Ingredients:
- 1 box (15.25 oz) Duncan Hines Devil's Food Cake Mix
- 1 small box (3.4 oz) Instant Chocolate Pudding Mix
- 1 cup full fat sour cream
- 1/2 cup unsalted butter, melted
- 4 large eggs, room temperature
- 1/2 cup hot coffee or boiling water
- 1 tsp vanilla extract
- 1 cup unsalted butter, softened
- 3 cups powdered sugar
- 1/2 cup unsweetened cocoa powder
- 2 tbsp heavy cream
- 1/4 tsp salt
Instructions:
- Preheat your oven to 350°F (175°C). Grease your pans with butter and line the bottoms with parchment paper. Note: This ensures a clean release
- In your large bowl, beat the melted butter, room temperature eggs, and sour cream. Mix until the batter looks smooth and pale.

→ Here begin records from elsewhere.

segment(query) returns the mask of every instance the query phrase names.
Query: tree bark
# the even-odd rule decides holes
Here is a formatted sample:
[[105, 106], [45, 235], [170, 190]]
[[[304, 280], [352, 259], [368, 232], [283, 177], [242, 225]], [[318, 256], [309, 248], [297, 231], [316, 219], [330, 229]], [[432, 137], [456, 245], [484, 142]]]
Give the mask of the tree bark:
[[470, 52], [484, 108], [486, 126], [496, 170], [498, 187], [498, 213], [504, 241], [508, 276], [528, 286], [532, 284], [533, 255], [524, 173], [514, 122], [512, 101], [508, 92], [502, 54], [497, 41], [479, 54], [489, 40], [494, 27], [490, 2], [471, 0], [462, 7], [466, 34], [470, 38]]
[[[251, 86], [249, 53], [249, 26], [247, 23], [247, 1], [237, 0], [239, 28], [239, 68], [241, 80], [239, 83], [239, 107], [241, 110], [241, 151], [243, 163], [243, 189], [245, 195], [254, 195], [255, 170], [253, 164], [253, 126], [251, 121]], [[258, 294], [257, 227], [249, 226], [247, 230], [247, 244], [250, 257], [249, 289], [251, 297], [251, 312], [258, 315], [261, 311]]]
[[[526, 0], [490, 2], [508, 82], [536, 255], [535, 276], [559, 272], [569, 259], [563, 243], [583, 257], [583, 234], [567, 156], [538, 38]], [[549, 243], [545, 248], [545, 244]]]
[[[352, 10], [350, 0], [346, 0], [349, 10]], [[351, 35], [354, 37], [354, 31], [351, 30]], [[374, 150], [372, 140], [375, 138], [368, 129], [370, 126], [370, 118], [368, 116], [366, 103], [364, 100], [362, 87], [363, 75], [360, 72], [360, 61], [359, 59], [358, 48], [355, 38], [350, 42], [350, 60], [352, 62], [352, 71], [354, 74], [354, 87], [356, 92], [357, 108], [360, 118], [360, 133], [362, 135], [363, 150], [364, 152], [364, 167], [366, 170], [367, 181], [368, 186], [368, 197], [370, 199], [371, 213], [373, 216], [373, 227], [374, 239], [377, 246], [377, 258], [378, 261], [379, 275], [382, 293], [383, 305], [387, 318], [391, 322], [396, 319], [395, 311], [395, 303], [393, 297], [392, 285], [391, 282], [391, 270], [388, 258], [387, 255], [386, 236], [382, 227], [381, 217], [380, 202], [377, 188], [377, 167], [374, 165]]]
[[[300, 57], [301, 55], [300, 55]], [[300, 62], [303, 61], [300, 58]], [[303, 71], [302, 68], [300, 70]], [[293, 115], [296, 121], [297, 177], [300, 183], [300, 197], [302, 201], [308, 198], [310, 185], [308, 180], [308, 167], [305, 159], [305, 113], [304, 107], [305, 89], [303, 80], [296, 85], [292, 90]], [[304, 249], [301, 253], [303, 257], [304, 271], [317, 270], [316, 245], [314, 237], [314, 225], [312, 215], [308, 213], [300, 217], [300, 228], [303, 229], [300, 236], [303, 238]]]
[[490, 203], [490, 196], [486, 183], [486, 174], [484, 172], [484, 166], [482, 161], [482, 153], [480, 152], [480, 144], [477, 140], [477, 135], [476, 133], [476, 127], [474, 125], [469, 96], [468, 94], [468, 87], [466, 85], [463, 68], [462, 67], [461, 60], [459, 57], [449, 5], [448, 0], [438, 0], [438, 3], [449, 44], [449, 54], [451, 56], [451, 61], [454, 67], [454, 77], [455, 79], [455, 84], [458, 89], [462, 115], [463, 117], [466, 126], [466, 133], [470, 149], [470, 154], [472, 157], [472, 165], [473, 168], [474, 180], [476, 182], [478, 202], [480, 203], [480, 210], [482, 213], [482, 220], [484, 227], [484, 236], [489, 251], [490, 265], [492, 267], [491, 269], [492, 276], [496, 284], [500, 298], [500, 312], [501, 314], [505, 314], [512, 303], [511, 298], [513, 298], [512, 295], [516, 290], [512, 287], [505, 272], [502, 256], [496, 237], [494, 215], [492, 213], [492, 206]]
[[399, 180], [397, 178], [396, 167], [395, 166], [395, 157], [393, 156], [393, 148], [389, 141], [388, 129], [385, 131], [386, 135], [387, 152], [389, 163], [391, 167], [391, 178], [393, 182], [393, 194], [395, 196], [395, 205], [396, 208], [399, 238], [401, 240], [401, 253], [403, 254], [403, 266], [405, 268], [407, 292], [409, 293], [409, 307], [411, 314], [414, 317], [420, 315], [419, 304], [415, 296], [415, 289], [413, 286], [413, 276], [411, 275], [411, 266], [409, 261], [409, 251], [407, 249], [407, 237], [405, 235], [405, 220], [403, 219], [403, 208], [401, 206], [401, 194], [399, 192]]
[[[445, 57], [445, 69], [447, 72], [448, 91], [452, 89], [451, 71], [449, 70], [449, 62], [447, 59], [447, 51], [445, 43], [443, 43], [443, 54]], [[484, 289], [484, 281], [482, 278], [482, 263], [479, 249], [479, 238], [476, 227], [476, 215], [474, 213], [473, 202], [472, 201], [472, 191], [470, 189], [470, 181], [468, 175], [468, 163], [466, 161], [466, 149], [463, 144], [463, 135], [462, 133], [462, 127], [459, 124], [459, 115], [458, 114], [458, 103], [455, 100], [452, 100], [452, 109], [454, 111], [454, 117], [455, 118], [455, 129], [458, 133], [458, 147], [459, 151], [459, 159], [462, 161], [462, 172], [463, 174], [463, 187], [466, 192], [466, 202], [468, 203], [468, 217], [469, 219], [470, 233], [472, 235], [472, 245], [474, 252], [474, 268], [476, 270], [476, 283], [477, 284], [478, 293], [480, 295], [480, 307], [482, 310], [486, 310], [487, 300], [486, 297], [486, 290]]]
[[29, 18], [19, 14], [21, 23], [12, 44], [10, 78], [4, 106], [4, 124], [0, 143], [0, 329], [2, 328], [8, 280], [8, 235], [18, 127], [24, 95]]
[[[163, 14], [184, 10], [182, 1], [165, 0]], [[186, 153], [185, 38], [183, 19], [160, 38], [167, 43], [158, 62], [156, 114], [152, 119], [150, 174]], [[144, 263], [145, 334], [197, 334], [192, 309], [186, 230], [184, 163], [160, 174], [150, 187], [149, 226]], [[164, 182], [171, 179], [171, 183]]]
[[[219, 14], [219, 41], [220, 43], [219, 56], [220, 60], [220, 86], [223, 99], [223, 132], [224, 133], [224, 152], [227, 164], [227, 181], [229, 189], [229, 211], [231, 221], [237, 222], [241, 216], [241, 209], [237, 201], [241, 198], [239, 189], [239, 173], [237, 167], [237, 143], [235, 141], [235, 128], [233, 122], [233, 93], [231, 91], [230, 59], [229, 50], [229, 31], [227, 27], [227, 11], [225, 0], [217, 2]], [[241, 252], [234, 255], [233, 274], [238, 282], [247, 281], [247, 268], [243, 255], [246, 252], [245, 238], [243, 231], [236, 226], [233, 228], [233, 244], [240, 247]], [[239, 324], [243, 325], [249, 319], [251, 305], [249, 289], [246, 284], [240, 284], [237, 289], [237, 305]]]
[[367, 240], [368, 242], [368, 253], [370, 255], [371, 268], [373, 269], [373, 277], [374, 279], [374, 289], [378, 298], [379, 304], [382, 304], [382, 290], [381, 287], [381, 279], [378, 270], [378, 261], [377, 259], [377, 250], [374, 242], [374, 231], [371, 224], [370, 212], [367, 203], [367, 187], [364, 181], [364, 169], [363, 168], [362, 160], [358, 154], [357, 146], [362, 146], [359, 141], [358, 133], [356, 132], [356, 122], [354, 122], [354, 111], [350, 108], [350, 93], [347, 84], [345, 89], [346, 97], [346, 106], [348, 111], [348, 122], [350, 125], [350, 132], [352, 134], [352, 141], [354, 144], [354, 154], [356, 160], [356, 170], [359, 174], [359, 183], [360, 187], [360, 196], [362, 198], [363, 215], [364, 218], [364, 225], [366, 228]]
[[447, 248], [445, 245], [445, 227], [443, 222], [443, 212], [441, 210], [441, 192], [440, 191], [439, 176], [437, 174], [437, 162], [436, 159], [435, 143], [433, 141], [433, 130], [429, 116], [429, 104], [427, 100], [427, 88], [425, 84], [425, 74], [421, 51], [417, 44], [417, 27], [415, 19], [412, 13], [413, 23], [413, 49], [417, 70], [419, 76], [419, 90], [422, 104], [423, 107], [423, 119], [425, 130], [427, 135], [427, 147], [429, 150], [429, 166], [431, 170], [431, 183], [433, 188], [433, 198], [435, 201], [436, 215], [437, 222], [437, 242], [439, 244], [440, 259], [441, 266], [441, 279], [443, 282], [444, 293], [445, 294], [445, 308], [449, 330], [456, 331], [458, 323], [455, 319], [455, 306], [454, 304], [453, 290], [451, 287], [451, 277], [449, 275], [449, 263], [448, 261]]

- Sift in the Duncan Hines chocolate cake mix and the instant pudding powder. Mix on low speed until just combined to avoid overworking the batter.
- Slowly pour in the hot coffee (or boiling water) and vanilla extract. Stir until the batter is smooth and glossy.
- Divide the batter evenly between your two pans. Bake for 30–35 minutes until a toothpick comes out with a few moist crumbs attached.
- Remove from oven and allow cakes to cool on a wire rack. Note: Fully cooled cakes prevent frosting from melting
- For the frosting, cream the softened butter until it is pale and fluffy.
- Gradually beat in the powdered sugar, cocoa powder, heavy cream, and salt. Mix until the buttercream is velvety.
- Frost the cooled layers and slice into 12 servings.